La commission juridique et éthique de l’Académie Nationale de Chirurgie s’est penchée sur les différentes données scientifiques, articles et pratiques concernant la fin de vie en vue du projet de loi en préparation. Après environ huit mois de travaux, ses membres se disent en faveur d’un texte permettant le suicide assisté, si ce dernier protège la clause de conscience des médecins.
Fin de vie : l’euthanasie non, le suicide assisté oui
"Pourquoi l'académie de chirurgie se saisit de cette question ? Nous sommes toujours confrontés aux problèmes de la vie et de la mort. Il y a des décisions tout à fait importantes qui doivent être prises en nos âmes et consciences. Un projet ou une proposition de loi future nous intéresse ainsi au plus haut point", explique Pr Olivier Jardé, Président de l'Académie Nationale de Chirurgie lors du point presse de l’organisation tenu ce mercredi 28 février 2024.
Premier constat des chirurgiens ayant participé à la commission : "La loi de 2005 prolongée par celle de 2016 (Claeys-Leonetti, NDLR) - qui mettent en place les soins palliatifs ou encore l’endormissement pour supprimer les souffrances – sont des bonnes lois. Malheureusement, elles sont mal appliquées", indique le président. En effet, entre 20 et 25 départements ne disposent toujours pas de structures de soins palliatifs. Pour les membres du comité, il est indispensable que le dispositif prévu dans les texte soit généralisé à l’ensemble du territoire.
Toutefois, ils reconnaissent que même en présence d’un déploiement des soins palliatifs plus complet, la loi peut encore “évoluer” pour mieux répondre aux besoins d’accompagnement. S’ils se positionnent contre l’euthanasie active par le médecin, ils approuvent la mise en place d’un dispositif permettant le suicide assisté où la clause de conscience des professionnels de santé est respectée.
Après avoir passé en revue les différents dispositifs de suicide assisté appliqué dans le monde, les membres de la commission juridique et éthique de l’Académie Nationale de Chirurgie proposent de s'inspirer du protocole de l'Oregon.
Suicide assisté : en quoi consiste le protocole de l'Oregon ?
Le protocole de l'Oregon est appliqué dans cet État américain depuis presque 25 ans. Environ 2.400 personnes en ont bénéficié depuis son déploiement. "En 2022, ce sont 278 individus. Ce qui représente 0,6 % des décès de l'État. L’âge moyen est supérieur à 70 ans."
Ce dispositif répond à plusieurs préoccupations des chirurgiens, notamment en matière du respect de la clause de conscience des docteurs. "Il prévoit une prescription de produits comme des Benzodiazépines, Propofol ou Midazolam par un médecin, mais qui n’est pas forcément suivi d’un accompagnement médical.
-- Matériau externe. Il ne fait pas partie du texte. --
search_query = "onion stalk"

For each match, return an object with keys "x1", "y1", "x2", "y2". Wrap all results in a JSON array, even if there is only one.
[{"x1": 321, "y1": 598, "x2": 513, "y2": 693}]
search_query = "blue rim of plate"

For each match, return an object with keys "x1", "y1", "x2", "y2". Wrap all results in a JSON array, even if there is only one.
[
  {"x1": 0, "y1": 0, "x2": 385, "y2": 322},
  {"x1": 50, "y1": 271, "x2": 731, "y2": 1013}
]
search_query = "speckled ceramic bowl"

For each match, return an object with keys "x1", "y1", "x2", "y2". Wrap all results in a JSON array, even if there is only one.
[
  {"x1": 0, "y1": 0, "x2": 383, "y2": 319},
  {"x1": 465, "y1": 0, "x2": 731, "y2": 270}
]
C’est-à-dire que le médecin peut le prescrire, mais il n’est pas obligé de faire l’administration", précise le président. Si cette dernière n’est pas faite par un professionnel de santé, le patient aura la possibilité de le faire seul ou de se tourner vers une association (à l’exemple de celles existantes en Suisse). Le Pr Olivier Jardé ajoute que les études américaines montrent que 54 % des décès surviennent sans présence médicale. "Par ailleurs, certains patients gardent l'ordonnance chez eux sans l'utiliser."
De plus, la prescription des produits nécessaires pour un suicide assisté repose sur plusieurs règles. Pour l’obtenir, le patient doit :
- avoir une maladie incurable diagnostiquée comme telle : le décès est attendu dans les 6 mois ;
- être majeur ;
- avoir une décision libre et éclairée ou des directives anticipées ;
- avoir des souffrances réfractaires : condition qui ne devrait pas se retrouver du fait des soins palliatifs ;
- ne pas souffrir de problèmes psychiques ou psychiatriques.
"Nous ne sommes pas opposés à la mise en place d’un dispositif suivant ce type de modalités. Toutefois, nous attendons d’avoir des précisions sur les modalités de la proposition de loi qui sera proposée, pour nous prononcer tant sur le fond que sur la forme", précise Pr Hubert Johanet, secrétaire perpétuel de l’ANC.
Pour l’Académie Nationale de Chirurgie, il est essentiel de se saisir de la question de l’accompagnement de la fin de vie. "Il y a un certain nombre de personnes françaises qui vont chercher des solutions ailleurs, notamment en Belgique ou en Suisse. Cela concerne entre 200 et 800 personnes par an. Cela peut paraître être un petit nombre de personnes concernées. Mais le problème reste là, donc dans le cadre de l’accompagnement des patients, il faut tenter de trouver une solution", rappelle le Pr Johanet.